Our Sun orbits roughly one-third of the way out from the heart of the Milky Way galaxy. This collection of billions of stars, dust, gas, and dark matter is just one of billions and billions of galaxies that make up our Universe. Galaxies where referred to as Island Universe's by Kant, who saw our own disk-like system as the heart of the entire cosmos. With the construction of modern telescopes with photographic detectors at the beginning the twentieth century we discovered that our galaxy is not alone. Galaxies come in a myriad of shapes in sizes, ranging from star cluster-sized dwarf galaxies, to giant ellipticals that would dwarf our own Milky Way. These galaxy morphologies are often a reflection of a galaxy's history and its related environment.
Our Milky Way is adrift in a vast volume of space that is loosely sprinkled with other galaxies. Gravitationally, we are bound within a small "Local Group" of galaxies that includes our system, Andromeda, the Triangulum galaxy, and swarms of smaller systems that orbit each of these large galaxies. (NGC 3109 and its companions may also be part of the Local Group, but it's unclear.) Our Local Group is gravitationally being pulled into the nearby Virgo cluster. In general, galaxies are rarely found alone, and instead tend to be found in groups, clusters, and even superclusters.
Looked at statistically, the vast majority of galaxies are dwarf elliptical and dwarf irregular systems typically found in orbiting around larger systems. Most often, the elliptical systems are devoid of gas and dust and populated with old red stars. The irregular systems are quite the opposite, and are often rich in gas and dust that is ablaze with star formation. Giant galaxies have similar shapes - coming in both elliptical and irregular varieties, as well as the well-known spiral shape. Typically the largest elliptical galaxies contain little gas or dust and have red populations (very rare exceptions do exist, but are not the norm), while spiral and irregular systems typically do have gas and dust, as well as star formation.

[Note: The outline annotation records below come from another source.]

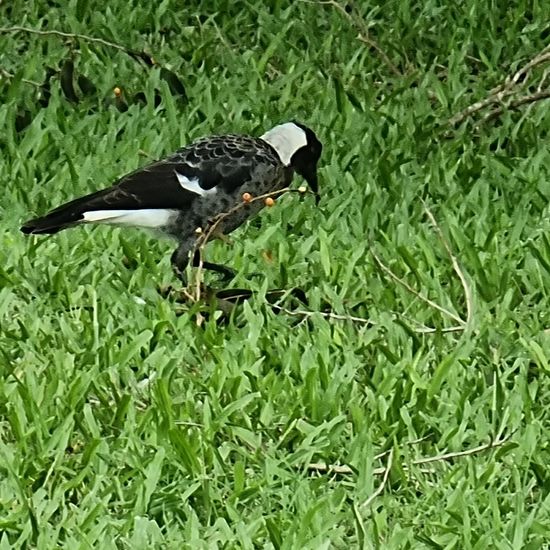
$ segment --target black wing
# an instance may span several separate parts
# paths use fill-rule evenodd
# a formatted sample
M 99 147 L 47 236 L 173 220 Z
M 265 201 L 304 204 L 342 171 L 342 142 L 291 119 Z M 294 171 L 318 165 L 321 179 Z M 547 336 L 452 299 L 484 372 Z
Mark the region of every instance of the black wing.
M 228 193 L 253 178 L 258 164 L 276 166 L 276 152 L 262 140 L 246 136 L 216 136 L 197 141 L 173 155 L 139 168 L 112 187 L 86 195 L 27 222 L 24 233 L 55 233 L 94 210 L 170 208 L 185 210 L 200 194 L 184 189 L 178 179 L 197 179 L 207 191 L 220 187 Z

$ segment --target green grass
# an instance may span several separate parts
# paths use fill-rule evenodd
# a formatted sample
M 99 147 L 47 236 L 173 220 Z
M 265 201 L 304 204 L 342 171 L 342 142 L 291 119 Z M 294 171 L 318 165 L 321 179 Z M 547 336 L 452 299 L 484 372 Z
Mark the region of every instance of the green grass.
M 351 16 L 400 75 L 334 7 L 269 5 L 0 6 L 2 26 L 145 49 L 187 95 L 111 48 L 0 34 L 14 74 L 0 83 L 0 549 L 548 547 L 548 103 L 446 125 L 545 46 L 544 3 L 358 2 Z M 97 91 L 71 103 L 54 76 L 41 107 L 24 80 L 71 58 Z M 146 102 L 119 112 L 115 86 Z M 19 233 L 143 165 L 139 150 L 158 158 L 292 118 L 325 144 L 323 199 L 290 194 L 231 246 L 209 245 L 238 270 L 231 286 L 258 291 L 225 324 L 198 327 L 196 310 L 159 295 L 175 283 L 170 242 Z M 421 199 L 471 289 L 465 330 L 440 330 L 457 323 L 371 253 L 465 318 Z M 310 311 L 375 324 L 274 313 L 263 293 L 292 286 Z M 352 472 L 308 468 L 319 462 Z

The differences between having dust and not having dust, and having mostly red stars and having star formation are reflections of evolutionary histories. A given system will start with a certain amount of gas and dust with which it can form stars. In most cases, this initial supply of stellar building materials is augmented by gas and dust that is cannibalized from smaller systems. Eventually, however, galaxies do run out of material to build stars, and when this happens all the existing stars simply age, with the blue stars winking out as the red stars undergo a slow burn of their fuel. This early death of blue stars leads to consistently red stellar populations in galaxies that aren't undergoing star formation. The consumption of gas and dust can be accelerated during galaxy collisions, which may compress the material and also drive it into the hearts of the colliding galaxies. The compressed gas will burst with star formation, while the material driven toward the center will in part fall into the galaxies' central black holes, and also in part become new stars. Once the collision is over, little or no gas and dust may remain to form future generations of stars.
In addition to seeing galaxies as spiral, elliptical, or irregular (or colliding, which is a special case of irregular), we also observe a variety of special features. While elliptical galaxies tend to be nothing more than collections of randomly orbiting stars, spiral galaxies can show a variety of interesting features including bars through their centers, rings of star formation, twisted disks, and other anomalies. These unusual extras are often the result of gravitational interactions between different galaxies.